Widdekind Posted January 17, 2012 Posted January 17, 2012 From wikipedia, I understand the following re: QT: an entangled pair of particles is generated, sharing some property, e.g. spin, such that s1* + s2* = S12 the sender transmits the 'second' particle, to a remote receiver the sender entangles the 'first' particle, with an 'information' particle; and makes a measurement, of their combination, causing wave-function collapse, s1*,s2* --> s1, s2, s.t. i + s1 = Si1 er go, the sender now knows, the quantum state, of the 'second' particle, at the remote receiver, s2 = S12 - s1 = S12 - (Si1 - i) = i + (S12-Si1) the sender transmits the 'offset factor', S12-Si1, to the remote receiver the remote receiver 'subtracts off' that 'offset factor', from their 'second' particle, to recover the 'information', s2 - (S12-Si1) = i I understand, that QT can effect communications encryption. For, when transmitted, s2 carries no meaningful information. And, if transmitted, the 'offset factor' S12-Si1 is meaningful information, but exclusively in application, to but one quantum 'particle', in all of the entire universe, i.e. s2, presumably possessed by the intended remote receiver. Er go, potential eavesdroppers would only intercept "meaningless undifferentiated quantum randomness", or "meaningless-for-them quantum certainty". Is this simple picture accurate (if approximate) ?
questionposter Posted January 17, 2012 Posted January 17, 2012 From wikipedia, I understand the following re: QT: an entangled pair of particles is generated, sharing some property, e.g. spin, such that s1* + s2* = S12 the sender transmits the 'second' particle, to a remote receiver the sender entangles the 'first' particle, with an 'information' particle; and makes a measurement, That's where it ends.
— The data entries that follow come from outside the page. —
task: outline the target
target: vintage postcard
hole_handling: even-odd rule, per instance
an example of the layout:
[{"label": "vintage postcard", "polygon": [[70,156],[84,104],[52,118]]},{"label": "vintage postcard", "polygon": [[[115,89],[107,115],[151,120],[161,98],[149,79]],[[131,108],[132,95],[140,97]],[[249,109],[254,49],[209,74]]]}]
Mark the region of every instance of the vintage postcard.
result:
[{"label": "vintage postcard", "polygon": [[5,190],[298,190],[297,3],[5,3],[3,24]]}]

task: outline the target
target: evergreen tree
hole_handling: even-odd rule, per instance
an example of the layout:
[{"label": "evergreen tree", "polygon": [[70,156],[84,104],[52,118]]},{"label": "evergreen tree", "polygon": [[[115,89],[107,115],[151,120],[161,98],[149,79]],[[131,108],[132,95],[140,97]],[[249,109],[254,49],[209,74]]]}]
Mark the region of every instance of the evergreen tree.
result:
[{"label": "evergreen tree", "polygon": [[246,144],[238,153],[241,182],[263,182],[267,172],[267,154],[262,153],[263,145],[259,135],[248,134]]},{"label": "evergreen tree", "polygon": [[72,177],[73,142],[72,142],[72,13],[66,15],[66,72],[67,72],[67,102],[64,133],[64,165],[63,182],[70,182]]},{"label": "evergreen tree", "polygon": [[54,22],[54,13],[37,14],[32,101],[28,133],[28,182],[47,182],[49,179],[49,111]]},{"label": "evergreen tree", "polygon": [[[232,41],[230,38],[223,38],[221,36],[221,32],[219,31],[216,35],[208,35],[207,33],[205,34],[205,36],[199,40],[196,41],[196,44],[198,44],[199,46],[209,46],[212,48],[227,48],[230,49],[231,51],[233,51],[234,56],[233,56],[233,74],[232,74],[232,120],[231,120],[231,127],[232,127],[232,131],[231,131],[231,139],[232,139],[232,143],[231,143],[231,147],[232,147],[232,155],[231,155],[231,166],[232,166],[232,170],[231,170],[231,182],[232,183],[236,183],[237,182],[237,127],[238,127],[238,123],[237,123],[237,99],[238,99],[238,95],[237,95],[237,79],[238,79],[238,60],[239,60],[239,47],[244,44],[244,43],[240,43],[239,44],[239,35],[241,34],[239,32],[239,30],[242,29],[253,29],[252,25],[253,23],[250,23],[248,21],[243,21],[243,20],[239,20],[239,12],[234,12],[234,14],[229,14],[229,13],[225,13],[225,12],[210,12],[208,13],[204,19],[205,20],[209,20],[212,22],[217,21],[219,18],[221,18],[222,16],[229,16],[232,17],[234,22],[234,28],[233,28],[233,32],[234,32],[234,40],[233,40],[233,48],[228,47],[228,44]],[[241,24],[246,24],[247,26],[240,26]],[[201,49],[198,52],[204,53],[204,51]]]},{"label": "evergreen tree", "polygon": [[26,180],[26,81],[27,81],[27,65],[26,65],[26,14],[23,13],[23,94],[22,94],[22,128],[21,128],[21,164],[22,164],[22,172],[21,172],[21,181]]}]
Widdekind Posted January 18, 2012 Author Posted January 18, 2012 (edited) what are you saying, "that's where the information has been QT'd" ? Edited January 18, 2012 by Widdekind
questionposter Posted January 18, 2012 Posted January 18, 2012 what are you saying, "that's where the information has been QT'd" ? You can't measure an entangled system and continue to observe it's effects, unless your dealing with something like liquid helium.
Widdekind Posted January 19, 2012 Author Posted January 19, 2012 'measurement' induces a 'wave-function collapse', "conforming" the collapsing wave-functions into certain states. The QT process exploits QE, to "conform" a wave-function, into a known state, without directly measuring-and-disturbing that state.